Based on this facility's data, families visiting should ask: "Can you walk me through typical staffing levels on day, evening, and night shifts?" "Can I visit during a mealtime to observe dining assistance and food quality?" "How do you handle medical emergencies, and what is your hospital transfer rate?" "Can I speak with family members of current residents about their experience?" These questions are particularly relevant given the below-average staffing rating.

Is La Paloma Healthcare Center Safe?

Based on CMS inspection data, LA PALOMA HEALTHCARE CENTER has a clean safety record: no substantiated abuse findings (meaning no confirmed cases of resident harm), no Immediate Jeopardy citations (the most serious violation level indicating risk of serious injury or death), and is not on the Special Focus Facility watch list (a federal program monitoring the lowest-performing 1% of nursing homes). The facility has a 5-star overall rating and ranks #1 of 100 nursing homes in California. While no facility is perfect, families should still ask about staff-to-resident ratios and recent inspection results during their visit.

Do Nurses at La Paloma Healthcare Center Stick Around?
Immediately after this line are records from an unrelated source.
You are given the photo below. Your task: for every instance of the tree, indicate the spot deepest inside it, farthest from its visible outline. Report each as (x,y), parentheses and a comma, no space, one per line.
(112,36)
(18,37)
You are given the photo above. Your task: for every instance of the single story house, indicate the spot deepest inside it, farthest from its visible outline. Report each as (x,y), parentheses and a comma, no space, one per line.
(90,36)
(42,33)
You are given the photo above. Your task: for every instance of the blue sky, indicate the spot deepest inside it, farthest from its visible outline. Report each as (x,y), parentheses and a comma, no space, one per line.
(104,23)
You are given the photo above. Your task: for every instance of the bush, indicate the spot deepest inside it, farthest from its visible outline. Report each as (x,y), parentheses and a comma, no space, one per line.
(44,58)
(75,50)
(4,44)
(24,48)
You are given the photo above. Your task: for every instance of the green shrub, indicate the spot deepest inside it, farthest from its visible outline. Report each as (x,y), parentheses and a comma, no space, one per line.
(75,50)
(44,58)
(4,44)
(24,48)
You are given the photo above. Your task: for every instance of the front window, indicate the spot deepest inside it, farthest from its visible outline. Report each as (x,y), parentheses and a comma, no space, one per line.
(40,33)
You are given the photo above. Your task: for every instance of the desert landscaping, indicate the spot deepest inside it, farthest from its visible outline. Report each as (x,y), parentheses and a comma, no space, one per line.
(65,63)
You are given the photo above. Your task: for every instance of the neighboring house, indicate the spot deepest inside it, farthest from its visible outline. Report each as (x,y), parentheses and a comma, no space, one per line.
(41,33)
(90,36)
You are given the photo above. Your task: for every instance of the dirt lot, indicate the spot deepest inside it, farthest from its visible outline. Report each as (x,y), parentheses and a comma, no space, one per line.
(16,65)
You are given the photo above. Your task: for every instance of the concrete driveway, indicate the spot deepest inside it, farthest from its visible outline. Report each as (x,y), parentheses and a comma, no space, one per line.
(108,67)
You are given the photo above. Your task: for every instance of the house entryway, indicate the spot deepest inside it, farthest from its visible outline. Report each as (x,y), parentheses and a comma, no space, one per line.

LA PALOMA HEALTHCARE CENTER has a staff turnover rate of 44%, which is about average for California nursing homes (state average: 46%). Moderate turnover is common in nursing homes, but families should still ask about staff tenure and how the facility maintains care continuity when employees leave.

Was La Paloma Healthcare Center Ever Fined?

LA PALOMA HEALTHCARE CENTER has no federal fines on record. CMS issues fines when nursing homes fail to meet care standards or don't correct problems found during inspections. The absence of fines suggests the facility has either maintained compliance or corrected any issues before penalties were assessed. This is a positive indicator, though families should still review recent inspection reports for the full picture.

Is La Paloma Healthcare Center on Any Federal Watch List?

LA PALOMA HEALTHCARE CENTER is not on any federal watch list. The most significant is the Special Focus Facility (SFF) program, which identifies the bottom 1% of nursing homes nationally based on persistent, serious quality problems. Not being on this list means the facility has avoided the pattern of deficiencies that triggers enhanced federal oversight. This is a positive indicator, though families should still review the facility's inspection history directly.